This isn’t just about baseball or sports. The same end-to-end AI pipelines that take sensor data from a ballpark and turn it into actionable insights adapt directly to other industries. Whether it’s auto-updating product recommendations for online shoppers, rerouting supply chain deliveries after a storm, or tuning marketing personalization based on live campaign results—the mechanism holds. What matters is that signals flow all the way through, from edge to model to decision point, no matter your business.
So, how do you keep this real? Instrument for outcomes, not optics. Define your KPIs like real-world adoption rates—how often did the recommended action get chosen? Track time-to-decision. Did insights arrive fast enough to be used? Pin down error-rate improvements. Are people making fewer mistakes because of the pipeline? Make these numbers visible right in the workflow tools people use—the CRM, the ticketing system, the scouting app. Forget separate dashboards no one logs into; let the reporting live in the space where behavior actually changes.
Momentum isn’t magic. Start with one high-impact decision, wire up your pipeline, prove it changes something that matters. When you see a win, stack the next one. Keep compounding. Every changed decision is the best signal that your data is finally doing its job.

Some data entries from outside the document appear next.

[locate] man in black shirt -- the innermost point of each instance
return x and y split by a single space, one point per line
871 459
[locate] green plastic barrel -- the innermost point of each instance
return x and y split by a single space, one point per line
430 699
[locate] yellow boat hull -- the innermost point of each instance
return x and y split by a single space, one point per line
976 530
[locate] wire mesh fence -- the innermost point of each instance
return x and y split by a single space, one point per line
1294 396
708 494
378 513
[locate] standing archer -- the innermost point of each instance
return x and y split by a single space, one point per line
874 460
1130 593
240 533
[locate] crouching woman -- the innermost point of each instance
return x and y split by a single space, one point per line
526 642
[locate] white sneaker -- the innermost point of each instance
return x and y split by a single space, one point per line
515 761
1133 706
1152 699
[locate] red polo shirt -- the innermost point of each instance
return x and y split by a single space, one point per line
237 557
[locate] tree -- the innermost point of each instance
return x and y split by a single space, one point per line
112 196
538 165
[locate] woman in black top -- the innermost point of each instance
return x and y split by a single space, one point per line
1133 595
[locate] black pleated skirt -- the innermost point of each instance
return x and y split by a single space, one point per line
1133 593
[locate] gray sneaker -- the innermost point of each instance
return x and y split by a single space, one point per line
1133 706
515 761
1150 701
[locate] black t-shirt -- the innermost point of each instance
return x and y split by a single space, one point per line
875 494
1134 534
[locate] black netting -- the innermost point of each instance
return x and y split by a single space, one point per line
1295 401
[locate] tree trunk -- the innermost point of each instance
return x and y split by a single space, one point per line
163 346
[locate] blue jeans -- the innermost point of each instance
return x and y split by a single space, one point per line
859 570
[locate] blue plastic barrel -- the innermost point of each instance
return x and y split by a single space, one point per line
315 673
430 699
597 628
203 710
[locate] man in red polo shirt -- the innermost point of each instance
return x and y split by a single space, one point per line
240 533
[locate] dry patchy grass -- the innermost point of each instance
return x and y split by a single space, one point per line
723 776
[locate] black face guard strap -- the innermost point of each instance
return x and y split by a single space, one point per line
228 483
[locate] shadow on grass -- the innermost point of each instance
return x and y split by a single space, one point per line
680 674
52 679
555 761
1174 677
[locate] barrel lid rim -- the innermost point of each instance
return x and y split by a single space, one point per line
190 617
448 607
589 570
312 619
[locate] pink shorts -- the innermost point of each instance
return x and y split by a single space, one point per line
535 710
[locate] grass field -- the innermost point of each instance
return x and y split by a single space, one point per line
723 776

There’s still one thing I puzzle over, and I’m not sure I have an answer. Even with great systems and serious buy-in, there are nights when nothing seems to move—when signals are flying and nobody’s budging, when workflows hum but culture stalls. Maybe some frictions don’t get fixed by code or dashboards. I keep wondering if that edge is more stubborn than any tech gap we see on the surface. For now, I measure what I can, watch what actually changes, and keep my eye on those moments when the data finally comes alive.